Pertama, sebut Yenny, alih-alih membangun kemandirian, BUMN justru dijebak lagi dalam ketergantungan pada utang luar negeri. Khususnya, utang dari Cina senilai Rp650 triliun. Yenny mengungkapkan, dengan bunga rata-rata 7 persen dalam jangka waktu pengembalian hingga 30 tahun, maka Indonesia butuh hampir Rp1.000 triliun untuk membayar utang tersebut.
"Sehingga, BUMN justru disetir oleh Cina, dan kemungkinan pengembalian utang akan berupa saham yang dimiliki Cina. Hal ini merupakan upaya menjual BUMN secara halus kepada Cina oleh Menteri Rini," kata Yenny Sucipto dalam rilis yang diterima ROL, Jumat (3/7).
Kedua, Yenny melanjutkan, pihaknya meragukan efektivitas penyertaan modal negara (PMN) dari APBN-P 2015 kepada BUMN senilai Rp68 triliun. Dia lantas menduga, hingga saat ini implementasi PMN tidak jelas.

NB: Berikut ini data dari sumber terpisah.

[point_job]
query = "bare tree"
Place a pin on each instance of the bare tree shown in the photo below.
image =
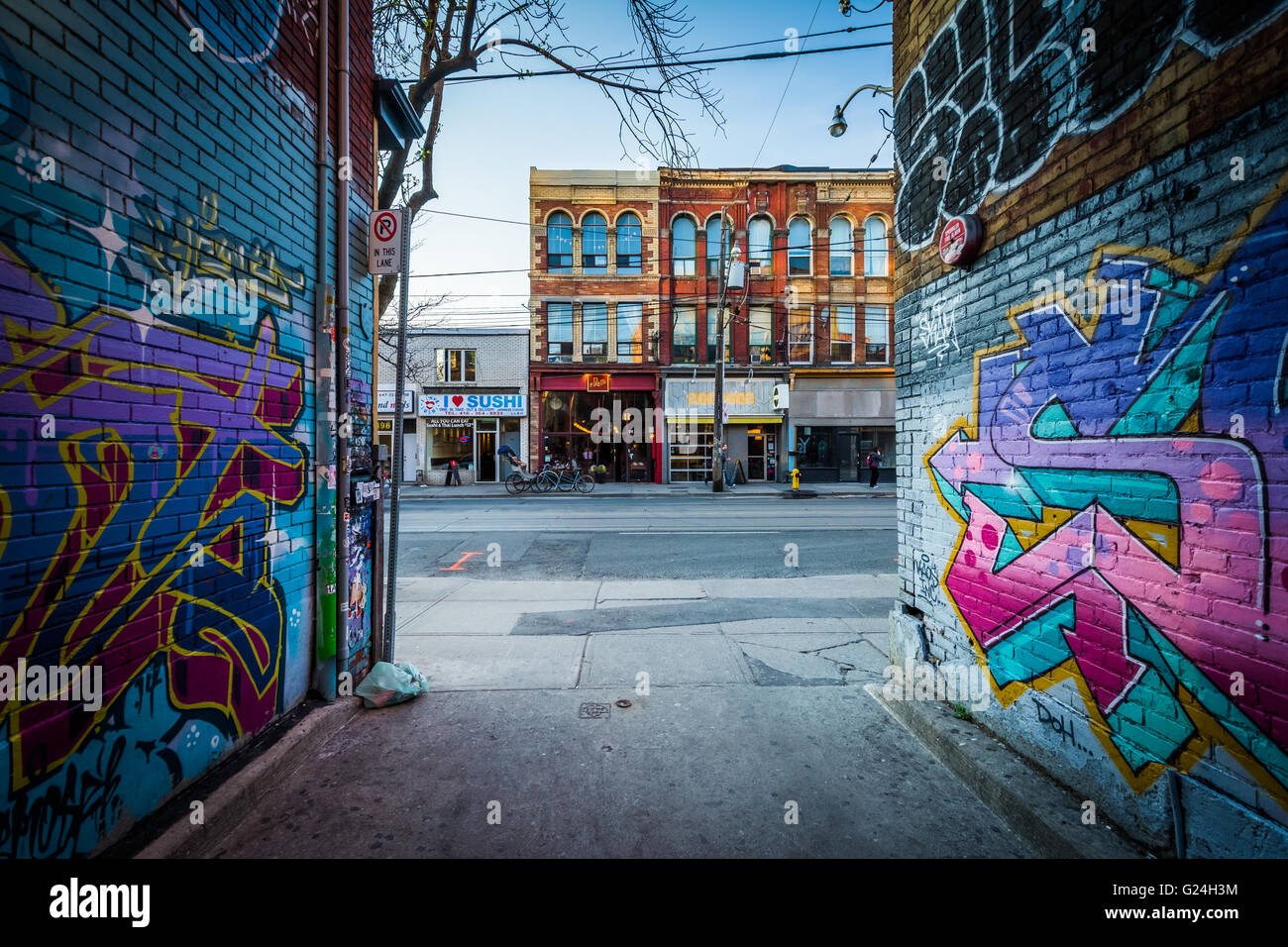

"Dugaan transaksional dari PNM tersebut tinggi karena alokasi dan penggunaan tidak dapat diukur dalam nilai aset ataupun peningkatan keuntungan BUMN yang mendapatkan subsidi Negara tersebut," tutur dia.
Ketiga, Yenny menekankan, hingga saat ini Menteri Rini belum bisa menyampaikan road map arah pembangunan dan revitalisasi BUMN sesuai Nawacita. Ini penting, tegas Yenny, agar BUMN tidak selalu didesain merugi dalam laporan keuangan.
"Jika demikian, ini bagian dari upaya melanggengkan kegiatan sapi perah oleh politisi terhadap BUMN setiap tahun," ungkap dia.
Dalam hal ini, kata Yenny, pihaknya juga mendorong Otoritas Jasa Keuangan (OJK) untuk menyampaikan segera hasil penelusuran. Terutama, terkait dugaan adanya unsur politisi dan titipan pengusaha dalam jabatan strategis di BUMN.